Goodbye Cicadas, Hello Rats!

Health officials in Montgomery and Fairfax counties are recording an unusual increase in complaints about rats, which are feasting on the carcasses of cicadas.

    The Montgomery County Health Department fields about 100 complaints about rats each June but has already logged 136 such calls this month, said Stephen Haynes, an environmental health specialist for the county.

    The Fairfax County Health Department received 43 rodent complaints in May 2003 but recorded 74 last month, said spokeswoman Kimberly Cordero.

    "I've been working here for 16-plus years, and we're getting [rats] in places we've never gotten before," Mr. Haynes said. "The only thing we can attribute it to is the cicada population."

    Mr. Haynes said he and co-worker Richard Lefebure concluded that cicadas are behind a spike in the rat population after they observed the rodents munching on the red-eyed bugs and found half-eaten cicada carcasses near rat holes.

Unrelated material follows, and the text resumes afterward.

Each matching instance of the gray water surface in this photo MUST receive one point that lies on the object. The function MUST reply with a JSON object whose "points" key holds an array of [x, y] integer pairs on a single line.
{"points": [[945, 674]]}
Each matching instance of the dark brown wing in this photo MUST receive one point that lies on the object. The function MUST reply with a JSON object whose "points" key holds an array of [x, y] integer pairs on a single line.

    But Ms. Cordero said there is insufficient evidence to prove cicadas are responsible for the increase in rat sightings.

    "We don't want to necessarily make a connection with cicadas," she said, "but it is very interesting to see the spike."

    Officials in other jurisdictions said they have not seen an unusual increase in complaints about rats but could not provide figures about the number of calls they had received.

    Officials in Anne Arundel and Prince George's counties and Alexandria said rat complaints typically increase during late spring and summer, when warm weather and fresh food sources — such as berries and picnic scraps — lure rats from their lairs.

    Even in the District, where rat infestations in 2002 prompted Mayor Anthony A. Williams to declare war on the rodents, complaints have remained at a normal volume, said spokeswoman Vera Jackson of the city health department.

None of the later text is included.